Farewell

You are currently reading from the Prompt #2 Series.

Not only was the ground beneath me cold, it was also wet with morning dew.  As I went to rub my eyes back into focus, I winced, recalling the blow that had brought me to the ground in the first place.

“Get up.” I heard Devin say through clenched teeth.

I rose up onto my elbows and immediately looked around for Steve – I saw him exactly where I remembered him to be, although he looked significantly more pale.  I couldn’t see a gunshot wound and wondered if Devin had done what I had failed to do.  It was at that point I almost wished I had been stronger – for now I was going to have to pay for my shortcomings.

“I said GET UP!” Devin screamed, grabbing my hair, uprooting me from the ground.  “We don’t have time for this shit, Lauren!”

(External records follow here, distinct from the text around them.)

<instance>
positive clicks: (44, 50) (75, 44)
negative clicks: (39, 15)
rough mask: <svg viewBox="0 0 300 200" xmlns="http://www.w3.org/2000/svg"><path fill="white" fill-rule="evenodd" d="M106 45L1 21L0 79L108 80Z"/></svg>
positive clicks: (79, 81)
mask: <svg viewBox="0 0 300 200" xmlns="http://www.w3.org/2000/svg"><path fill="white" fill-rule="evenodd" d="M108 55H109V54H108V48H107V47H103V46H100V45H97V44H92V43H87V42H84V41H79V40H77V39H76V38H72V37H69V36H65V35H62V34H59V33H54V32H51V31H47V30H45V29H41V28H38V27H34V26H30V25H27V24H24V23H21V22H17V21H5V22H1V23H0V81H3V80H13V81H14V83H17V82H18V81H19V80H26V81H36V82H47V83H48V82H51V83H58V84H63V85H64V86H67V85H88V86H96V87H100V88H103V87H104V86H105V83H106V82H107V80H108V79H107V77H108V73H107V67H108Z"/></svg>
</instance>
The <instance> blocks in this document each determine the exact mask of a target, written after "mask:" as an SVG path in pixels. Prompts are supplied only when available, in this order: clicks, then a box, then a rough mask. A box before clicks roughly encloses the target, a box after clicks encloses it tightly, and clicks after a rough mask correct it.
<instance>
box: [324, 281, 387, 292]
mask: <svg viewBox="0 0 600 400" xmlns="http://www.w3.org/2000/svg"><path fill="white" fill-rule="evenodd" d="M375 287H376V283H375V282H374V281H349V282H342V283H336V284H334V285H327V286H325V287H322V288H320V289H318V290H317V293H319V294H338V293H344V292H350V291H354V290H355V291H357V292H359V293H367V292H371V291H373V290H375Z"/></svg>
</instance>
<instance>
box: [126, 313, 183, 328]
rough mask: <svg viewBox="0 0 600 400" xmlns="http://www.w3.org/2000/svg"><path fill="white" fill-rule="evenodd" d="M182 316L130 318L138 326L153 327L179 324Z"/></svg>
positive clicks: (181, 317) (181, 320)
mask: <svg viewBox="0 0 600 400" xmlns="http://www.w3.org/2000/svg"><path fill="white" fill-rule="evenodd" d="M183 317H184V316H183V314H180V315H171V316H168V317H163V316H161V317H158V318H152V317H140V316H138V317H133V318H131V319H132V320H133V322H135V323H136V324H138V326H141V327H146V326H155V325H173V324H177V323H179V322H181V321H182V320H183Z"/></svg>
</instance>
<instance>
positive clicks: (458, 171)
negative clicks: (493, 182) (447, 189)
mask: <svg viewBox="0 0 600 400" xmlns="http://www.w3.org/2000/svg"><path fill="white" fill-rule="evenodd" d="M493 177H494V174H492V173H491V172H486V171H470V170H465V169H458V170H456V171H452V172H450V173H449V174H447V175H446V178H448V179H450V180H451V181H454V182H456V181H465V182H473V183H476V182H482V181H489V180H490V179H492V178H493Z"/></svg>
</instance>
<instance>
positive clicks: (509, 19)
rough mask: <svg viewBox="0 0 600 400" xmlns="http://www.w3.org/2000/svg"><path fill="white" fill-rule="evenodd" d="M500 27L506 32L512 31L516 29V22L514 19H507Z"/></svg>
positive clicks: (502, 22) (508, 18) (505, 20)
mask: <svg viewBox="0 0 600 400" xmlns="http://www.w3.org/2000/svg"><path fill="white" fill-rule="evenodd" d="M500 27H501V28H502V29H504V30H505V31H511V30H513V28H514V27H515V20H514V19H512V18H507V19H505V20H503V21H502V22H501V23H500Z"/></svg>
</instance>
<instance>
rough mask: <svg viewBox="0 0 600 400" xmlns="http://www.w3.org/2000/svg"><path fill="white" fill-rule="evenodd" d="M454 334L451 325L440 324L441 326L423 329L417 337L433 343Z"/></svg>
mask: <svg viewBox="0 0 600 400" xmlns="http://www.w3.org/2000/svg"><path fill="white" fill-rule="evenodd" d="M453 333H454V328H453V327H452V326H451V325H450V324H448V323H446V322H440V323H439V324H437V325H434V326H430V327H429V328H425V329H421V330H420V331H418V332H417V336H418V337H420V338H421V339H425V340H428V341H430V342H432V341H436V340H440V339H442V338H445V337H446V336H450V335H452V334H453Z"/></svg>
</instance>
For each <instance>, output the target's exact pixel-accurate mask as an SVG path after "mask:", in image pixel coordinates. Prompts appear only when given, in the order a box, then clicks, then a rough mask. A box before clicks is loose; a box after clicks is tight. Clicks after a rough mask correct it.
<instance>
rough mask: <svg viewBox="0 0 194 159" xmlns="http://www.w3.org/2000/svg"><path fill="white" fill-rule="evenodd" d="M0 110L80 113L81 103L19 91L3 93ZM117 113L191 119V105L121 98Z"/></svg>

Devin loosened his grip around my hair and dragged me by the arm over to where Steve was losing whatever blood was left in his system and placed Delilah in my hand.  Tears filled my eyes and as I turned to tell him I wouldn’t do it, I found myself not only facing Devin – but the barrel of his Beretta PX4…better known as Sampson.

“Lauren,” he breathed, flipping off the safety, “it’s time for you to decide.”
“Don’t do this to me.” I cried, looking back at Steve.

Devin pushed the corrosion free barrel into the back of my skull and screamed, “Either he dies or you both die…take your pick!”
“Devin please!” I screamed.

And just as Devin was about to finish the job himself, Steve began to move.

“Please,” he moaned, “please don’t…”  in the face of definite death, barely clinging to life, Steve used his last words to beg mercy.

He was alive.  It was at that moment I knew I couldn’t go through with this.  It was the moment I resigned to the fact that I too might die on the side of the Schuylkill Expressway.  And Devin saw it…

‘”Do it, Lauren!”
“I can’t!”
“Then you have to die!” Devin said, as he pushed the barrel deeper into my skin.

And then something happened – something I don’t think I’ll ever be able to explain for the rest of my days on this Earth to come.  The Lauren I am – the one who farts in public and goes to midnight showings of movies with her friends…the Lauren who would die before she lied and who picks up her phone at 3am to talk a girlfriend out of driving to her ex’s house – she went away.